To date, Make Mine Music is the only movie in the Disney animated features canon not to gain a Region 4 DVD release.
Worldwide release dates
- Brazil: April 26, 1946
- Argentina: July 19, 1946
- Mexico: July 25, 1946
- U.K.: September 16, 1946
- Australia: February 13, 1947
- Sweden: April 4, 1949
- France: September 14, 1949
- Netherlands: October 13, 1949
- Belgium: October 13, 1949
- Italy: December 16, 1949
- Hong Kong: December 21, 1950
- Austria: October 19, 1951
- Philippines: January 3, 1952
- Finland: April 18, 1952
- Denmark: June 2, 1952
- Lebanon: November 7, 1974
- Estonia: May 3, 1994
This particular film has ten such segments:
- The Martins and the Coys features popular radio vocal group, The King's Men singing the story of a Hatfields and McCoys-style feud in the mountains broken up when two young people from each side fall in love. This segment was later cut from the film's video release due to comic gunplay.
- Blue Bayou features animation originally intended for Fantasia using the Debussy musical composition Clair de Lune.
- All the Cats Join In is one of two segments to which Benny Goodman contributed. An innovative shot in which a pencil draws the action as it is happening, and in which 1940s teens are swept away by popular music.
- Without You is a ballad of lost love, sung by Andy Russell.
- Casey at the Bat features Jerry Colonna, reciting the famous poem about the arrogant ballplayer whose cockiness was his undoing.
- Two Silhouettes features two live-action ballet dancers, David Lichine and Tania Riabouchinskaya, moving in silhouette with animated backgrounds and characters. Dinah Shore sings the title song.
- Peter and the Wolf features Sterling Holloway narrating an adaptation of Prokofiev's composition about a little boy who goes hunting for a wolf, with each of the characters being thematically represented by a member of an orchestra (violins, flute, etc.).
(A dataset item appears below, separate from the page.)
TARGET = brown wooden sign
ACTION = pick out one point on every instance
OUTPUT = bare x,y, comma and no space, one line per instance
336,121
- After You've Gone again features Benny Goodman and his orchestra as four anthropomorphized instruments parade through a musical playground.
- Johnnie Fedora and Alice Blue Bonnett tells the romantic story of two hats who fall in love in a department store window. When Alice is sold, Johnny devotes himself to finding her again. The Andrews Sisters provide the vocals.
- The Whale Who Wanted To Sing At the Met is the bittersweet finale about a Sperm Whale with incredible musical talent and his dreams of singing Grand Opera. But short-sighted impressario Tetti-Tatti believes that the whale has simply swallowed an opera singer, and chases him with a harpoon. Nelson Eddy narrates and performs all the voices in this segment. As Willie the Whale, Eddy sings all three male voices in the first part of the Sextet from Donizetti's opera, Lucia di Lammermoor. In the end Willie is harpooned and killed, but the narrator softens the blow by telling the viewers that he sings on in heaven.